1. Yesterday during the ceremonies I didn’t get a higher martial art belt. I have improved quite a lot lately but not enough to move up a level. I dreamt that my teachers in my martial art came to hand me a higher belt. They thought I had deserved it and that the Master had made a mistake. And in the dream (as I would in real life) I refused to take it. The only one who can give me a new belt is my Master. So not only I do not deserve it (wich is true) but apparently it makes a big difference WHO’s giving me the belt (and I can see that it matters to me)

2. The second part of my dream was at a dinner outside somewhere together with lots of friends. At one point a stranger came to our table and started looking for trouble with me. I got ennoyed that this guy was ruining the atmosphere for all of my friends so we stepped back a bit and started to fight. Using my martial arts I quickly wiped him to the ground and went back to the table.

3. The third part of the dream started exactely the same as the second part. Same dinner, same friends, same stranger. However, this time in stead of getting into a fight, I stayed calm and told him that I didn’t want to fight. I was thinking that every fight you prevent is one you have won. So I ignored him and didn’t want to fight him. Case closed? I’m afraid not.
The stranger went to someone else (A. = a friend of mine) and took her digital camera. He wrecked the aparatus. I felt ashamed that because of my unwillingness to fight, someone else got into trouble and even had material damage.
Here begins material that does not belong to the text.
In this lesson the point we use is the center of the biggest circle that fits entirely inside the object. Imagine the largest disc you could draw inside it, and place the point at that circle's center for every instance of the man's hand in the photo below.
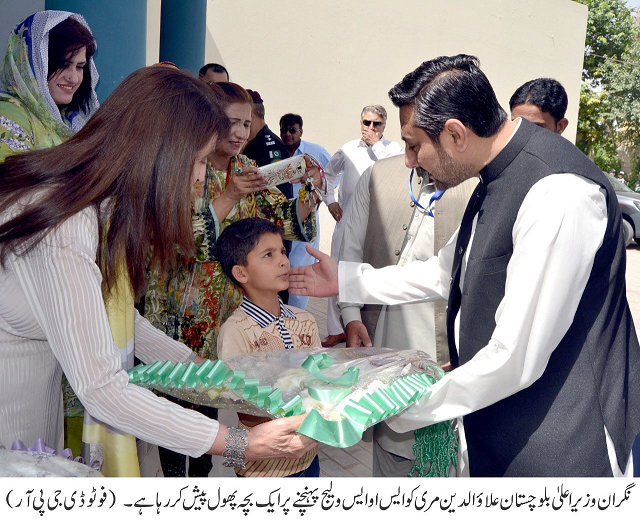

I know that I am not responsible for the actions of that stranger but somehow my decision not to act caused grief.

So now I’m wondering what route of action would be the best in real life. Should I refuse to fight (violence isn’t the answer) and accept that I  should not feel responsible for whatever consequences it causes? Or should I be aware of the possible consequences of in-action and choose the route that would cause the least discomfort for those I care about?
Or maybe there’s another route that I overlook?

I guess it is somewhat the same question as “suppose you, as the only person in the world,  could travel back in time, would you kill a 10-year old Hitler?”
1. Yes, because it would prevent the murder of millions of innocents (change the course of history unknowing the results or consequences)
2. No, I should not kill an (untill then) innocent child. The choices he makes are his and I am not responsible for his actions.

What if, BECAUSE of your assasination he gets bittered and decides to become the mass murderer?